Times, though, may be changing. Following a one-year moratorium, employee data will officially fall subject to the protections afforded other types of personal data under the forthcoming California Consumer Protection Act (CCPA). The switch could potentially trigger a whole new set of complications for employers making use of advanced technologies to track employee productivity in the office.

Jarno Vanto, a partner at Crowell & Morning, expects that some companies will have to rethink that strategy.

"I think that's going to force companies to rethink how they are using those tools. They might be moving away from more personally identifying stuff to more aggregate tracking," Vanto said.

While the CCPA doesn't officially kick in until January, many of those tracking tools—aggregate or not—have already arrived. An article published by USA Today earlier this month claimed that by 2020, 80% of businesses will be monitoring employees "using a range of tools and data sources."

Examples range from the simple (email account log-in times) to more advanced applications like the use of web cams to track an employee's facial expressions. And as of right now, most of those activities are probably in the clear depending on what state an employer calls home.

Christopher Ballod, a partner at Lewis Brisbois Bisgaard & Smith, indicated that in the U.S. there has typically been a recognition that employee data is different from other types of personal information. That, coupled with the fact that employees are typically using an employer's resources to accomplish their work, tends to give a company a great deal of latitude.

"The key to understanding how the law is going to work here is that privacy and employment are real different concepts, and as an employee you're giving up a whole lot of rights," Ballod said.

Still, California workers are due to get some of those rights back once the clock runs out on the CCPA's one-year exemption on employee information.

When that happens, Vanto thinks employers may be forced to limit the scope of their tracking tools to an aggregate rather than person-by-person view. For example, instead of facial recognition tech being used to decipher the mood of one John Doe, it could be leveraged as a more general barometer of morale officewide.

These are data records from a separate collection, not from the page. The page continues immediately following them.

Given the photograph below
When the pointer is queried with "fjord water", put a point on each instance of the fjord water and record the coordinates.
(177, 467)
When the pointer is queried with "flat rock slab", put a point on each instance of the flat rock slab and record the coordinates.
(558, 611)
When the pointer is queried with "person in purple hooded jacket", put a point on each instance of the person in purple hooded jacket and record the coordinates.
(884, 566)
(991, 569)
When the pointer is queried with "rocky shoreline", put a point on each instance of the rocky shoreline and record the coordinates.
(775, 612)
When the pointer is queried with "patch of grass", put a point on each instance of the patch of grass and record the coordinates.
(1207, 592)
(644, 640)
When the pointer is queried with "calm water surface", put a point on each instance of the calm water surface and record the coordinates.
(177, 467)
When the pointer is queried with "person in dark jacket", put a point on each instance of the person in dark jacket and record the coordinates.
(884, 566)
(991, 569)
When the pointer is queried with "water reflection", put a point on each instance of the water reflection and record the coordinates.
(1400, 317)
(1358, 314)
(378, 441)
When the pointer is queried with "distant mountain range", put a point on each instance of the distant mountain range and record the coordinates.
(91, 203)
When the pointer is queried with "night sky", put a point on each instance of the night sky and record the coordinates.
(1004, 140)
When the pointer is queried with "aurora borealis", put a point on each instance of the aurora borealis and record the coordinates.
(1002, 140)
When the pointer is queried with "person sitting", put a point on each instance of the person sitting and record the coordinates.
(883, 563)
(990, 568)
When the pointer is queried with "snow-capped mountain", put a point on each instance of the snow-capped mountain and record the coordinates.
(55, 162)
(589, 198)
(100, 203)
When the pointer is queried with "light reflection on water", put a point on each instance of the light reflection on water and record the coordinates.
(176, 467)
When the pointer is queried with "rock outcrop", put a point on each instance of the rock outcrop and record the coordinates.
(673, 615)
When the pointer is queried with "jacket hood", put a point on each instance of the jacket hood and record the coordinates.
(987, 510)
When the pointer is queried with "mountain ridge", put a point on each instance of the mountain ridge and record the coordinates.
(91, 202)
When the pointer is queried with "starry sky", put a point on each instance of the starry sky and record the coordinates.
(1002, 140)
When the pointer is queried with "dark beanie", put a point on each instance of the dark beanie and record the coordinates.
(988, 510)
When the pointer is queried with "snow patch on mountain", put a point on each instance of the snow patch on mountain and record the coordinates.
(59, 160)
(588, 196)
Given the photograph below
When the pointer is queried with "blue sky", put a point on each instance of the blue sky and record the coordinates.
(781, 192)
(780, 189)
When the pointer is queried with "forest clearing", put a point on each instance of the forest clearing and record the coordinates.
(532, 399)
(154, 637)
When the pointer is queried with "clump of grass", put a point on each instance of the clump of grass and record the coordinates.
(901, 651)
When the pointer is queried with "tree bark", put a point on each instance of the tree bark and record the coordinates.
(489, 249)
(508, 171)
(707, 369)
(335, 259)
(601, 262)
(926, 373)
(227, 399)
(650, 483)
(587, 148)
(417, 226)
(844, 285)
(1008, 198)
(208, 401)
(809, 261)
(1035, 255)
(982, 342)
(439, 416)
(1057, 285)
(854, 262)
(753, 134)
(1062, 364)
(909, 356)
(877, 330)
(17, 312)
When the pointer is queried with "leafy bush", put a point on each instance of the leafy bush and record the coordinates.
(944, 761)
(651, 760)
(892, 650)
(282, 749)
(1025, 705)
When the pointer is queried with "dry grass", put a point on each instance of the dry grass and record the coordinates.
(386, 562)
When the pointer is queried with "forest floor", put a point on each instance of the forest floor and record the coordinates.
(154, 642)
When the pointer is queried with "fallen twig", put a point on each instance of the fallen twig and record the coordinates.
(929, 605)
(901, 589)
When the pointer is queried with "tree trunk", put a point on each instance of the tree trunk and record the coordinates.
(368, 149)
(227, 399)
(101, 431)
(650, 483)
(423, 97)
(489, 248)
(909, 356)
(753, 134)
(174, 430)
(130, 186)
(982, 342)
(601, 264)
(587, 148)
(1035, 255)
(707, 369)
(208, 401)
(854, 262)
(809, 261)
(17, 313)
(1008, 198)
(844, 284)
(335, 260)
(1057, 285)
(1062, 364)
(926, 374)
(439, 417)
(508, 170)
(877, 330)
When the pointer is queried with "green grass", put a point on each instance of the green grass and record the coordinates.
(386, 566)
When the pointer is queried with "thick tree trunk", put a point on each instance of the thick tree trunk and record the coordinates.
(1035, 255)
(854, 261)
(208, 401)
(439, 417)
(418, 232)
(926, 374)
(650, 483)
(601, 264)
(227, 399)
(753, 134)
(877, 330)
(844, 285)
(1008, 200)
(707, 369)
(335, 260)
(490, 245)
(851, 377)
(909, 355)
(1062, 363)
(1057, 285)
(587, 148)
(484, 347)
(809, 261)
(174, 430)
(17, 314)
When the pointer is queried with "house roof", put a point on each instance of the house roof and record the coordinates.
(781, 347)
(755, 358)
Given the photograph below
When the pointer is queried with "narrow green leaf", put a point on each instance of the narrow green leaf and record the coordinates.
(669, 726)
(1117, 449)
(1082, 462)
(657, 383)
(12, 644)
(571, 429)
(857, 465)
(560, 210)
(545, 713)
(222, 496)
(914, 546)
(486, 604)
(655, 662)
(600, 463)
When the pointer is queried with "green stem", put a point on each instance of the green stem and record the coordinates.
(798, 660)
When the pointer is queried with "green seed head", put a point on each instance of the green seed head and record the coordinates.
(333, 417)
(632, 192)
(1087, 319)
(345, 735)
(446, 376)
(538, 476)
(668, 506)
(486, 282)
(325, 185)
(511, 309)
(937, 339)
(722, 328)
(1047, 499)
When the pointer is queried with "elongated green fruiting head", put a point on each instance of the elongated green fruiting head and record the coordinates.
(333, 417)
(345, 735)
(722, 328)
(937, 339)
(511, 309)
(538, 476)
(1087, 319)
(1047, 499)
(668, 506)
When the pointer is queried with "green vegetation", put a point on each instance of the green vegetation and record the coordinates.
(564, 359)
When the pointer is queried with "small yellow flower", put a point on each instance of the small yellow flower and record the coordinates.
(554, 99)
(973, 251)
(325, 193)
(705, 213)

Meanwhile, employers scattered across other states in the country shouldn't expect to see a uniform national standard on the books any time soon. Myriah Jaworski, an attorney with Beckage, expects that in the future, the processing of employee data will continue to be regulated piecemeal by local employment laws.

"[Employers] will have a host of legal obligations to sort through regarding employee privacy," Jaworski said.

Still, there's a chance that yet another set of patchwork laws to contend with may not come as such a burden to companies. Whereas the emergence of various jurisdictional privacy regulations was a relatively new obstacle for businesses to contend with, employment laws are a more familiar consideration.

"Employment law is by its nature inherently state specific," Vanto said. "So it could be that [companies] give broader rights in California versus, say, their Texas employees."